Jak podaje „Gazeta Wyborcza”, dwie firmy chcą przeprowadzić remont dworca kolejowego Toruń Główny. Jednak za wykonanie prac domagają się więcej pieniędzy, niż spodziewał się Urząd Miejski.
W kwietniu 2013 r. miasto ogłosiło przetarg na zaprojektowanie i wykonanie rewitalizacji dworca wraz ze sprawowaniem nadzoru autorskiego nad realizacją wykonywanych robót budowlanych. – Wykonawca sporządzi dokumentację projektową dla wszystkich branż, a także uzyska wszystkie niezbędne uzgodnienia, opinie i zezwolenia, po czym przystąpi do przebudowy. Na początku czerwca przetarg zostanie rozstrzygnięty– informowała Aleksandra Iżycka, rzecznik prasowy prezydenta Torunia.
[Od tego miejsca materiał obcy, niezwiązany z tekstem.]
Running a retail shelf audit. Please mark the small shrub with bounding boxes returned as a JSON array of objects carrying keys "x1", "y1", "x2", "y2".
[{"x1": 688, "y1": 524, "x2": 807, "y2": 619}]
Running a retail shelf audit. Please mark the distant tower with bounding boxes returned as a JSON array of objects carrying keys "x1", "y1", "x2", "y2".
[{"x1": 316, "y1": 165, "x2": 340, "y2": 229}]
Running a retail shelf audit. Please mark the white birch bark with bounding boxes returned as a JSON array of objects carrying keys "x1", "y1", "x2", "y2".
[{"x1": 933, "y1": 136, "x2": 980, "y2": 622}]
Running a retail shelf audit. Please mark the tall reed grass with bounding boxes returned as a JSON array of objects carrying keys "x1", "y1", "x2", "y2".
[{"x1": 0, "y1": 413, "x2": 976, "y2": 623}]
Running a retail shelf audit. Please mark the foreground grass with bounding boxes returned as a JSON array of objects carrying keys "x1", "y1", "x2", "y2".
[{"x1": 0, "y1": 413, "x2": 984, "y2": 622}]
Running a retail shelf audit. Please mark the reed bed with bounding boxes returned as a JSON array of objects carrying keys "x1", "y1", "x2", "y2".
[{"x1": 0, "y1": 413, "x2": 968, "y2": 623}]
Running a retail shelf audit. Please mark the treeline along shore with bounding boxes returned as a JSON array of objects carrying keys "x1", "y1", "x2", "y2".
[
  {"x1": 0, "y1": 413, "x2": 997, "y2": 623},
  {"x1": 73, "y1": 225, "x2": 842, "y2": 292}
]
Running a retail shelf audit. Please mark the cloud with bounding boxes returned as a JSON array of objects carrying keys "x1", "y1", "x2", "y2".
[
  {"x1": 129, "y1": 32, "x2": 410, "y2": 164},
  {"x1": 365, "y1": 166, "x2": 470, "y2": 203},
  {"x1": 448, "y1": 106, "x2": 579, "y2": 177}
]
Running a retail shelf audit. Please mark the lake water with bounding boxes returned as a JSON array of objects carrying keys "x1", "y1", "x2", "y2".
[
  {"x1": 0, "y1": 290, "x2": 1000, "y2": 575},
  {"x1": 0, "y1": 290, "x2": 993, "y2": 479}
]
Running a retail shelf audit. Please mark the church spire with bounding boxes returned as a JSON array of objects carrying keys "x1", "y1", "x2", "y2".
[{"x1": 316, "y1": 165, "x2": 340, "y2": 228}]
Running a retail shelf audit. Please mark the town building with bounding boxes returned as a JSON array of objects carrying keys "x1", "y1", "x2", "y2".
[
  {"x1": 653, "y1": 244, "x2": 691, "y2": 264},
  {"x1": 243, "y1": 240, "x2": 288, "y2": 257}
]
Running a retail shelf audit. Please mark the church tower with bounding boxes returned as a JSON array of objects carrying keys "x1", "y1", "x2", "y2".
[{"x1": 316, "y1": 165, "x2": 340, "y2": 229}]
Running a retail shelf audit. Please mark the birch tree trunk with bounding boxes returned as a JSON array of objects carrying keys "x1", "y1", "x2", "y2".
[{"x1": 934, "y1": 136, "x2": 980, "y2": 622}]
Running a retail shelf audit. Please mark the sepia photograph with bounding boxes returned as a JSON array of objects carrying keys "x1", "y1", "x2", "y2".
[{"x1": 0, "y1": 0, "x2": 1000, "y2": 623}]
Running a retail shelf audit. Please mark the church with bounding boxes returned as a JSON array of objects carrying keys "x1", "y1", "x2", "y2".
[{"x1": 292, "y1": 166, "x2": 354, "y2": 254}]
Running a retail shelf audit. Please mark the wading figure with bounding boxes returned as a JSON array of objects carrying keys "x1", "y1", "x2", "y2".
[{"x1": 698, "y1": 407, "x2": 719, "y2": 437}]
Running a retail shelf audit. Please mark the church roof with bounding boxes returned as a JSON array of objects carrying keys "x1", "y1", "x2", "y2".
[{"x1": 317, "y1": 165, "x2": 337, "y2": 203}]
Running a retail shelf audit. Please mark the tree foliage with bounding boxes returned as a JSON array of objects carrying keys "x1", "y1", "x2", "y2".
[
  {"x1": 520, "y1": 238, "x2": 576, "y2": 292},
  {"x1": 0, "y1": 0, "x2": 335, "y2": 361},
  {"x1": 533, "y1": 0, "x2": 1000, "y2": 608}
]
Jednak oferty otwarto dopiero w piątek, 5 lipca.
Koszt przebudowy miasto oszacowało na 35 mln zł. Remont dworca chce wykonać m.in. firma Fijałkowski z Torunia, która deklaruje, że wyremontuje dworzec za 43,5 mln zł. Jak podaje „Gazeta Wyborcza”, droższą propozycję złożyli konkurenci z konsorcjum Prefabet - Białe Błota i Rajbud z Tczewa. Wykonanie remontu budynku wycenili na 46,9 mln zł.
- Ceny zaproponowane przez potencjalnych wykonawców są powyżej naszych oczekiwań - mówi "Gazecie Wyborczej" Marcin Maksim, dyrektor magistrackiego wydziału inwestycji i remontów. - Sprawdzamy, czy nas na to stać.
Na przeprowadzenie całości prac wykonawca będzie miał 92 tygodnie.. – W połowie 2015 roku dworzec będzie gotowy do użytku – zapewnia rzeczniczka. Projekt będzie w 61% dofinansowany ze środków Unii Europejskiej.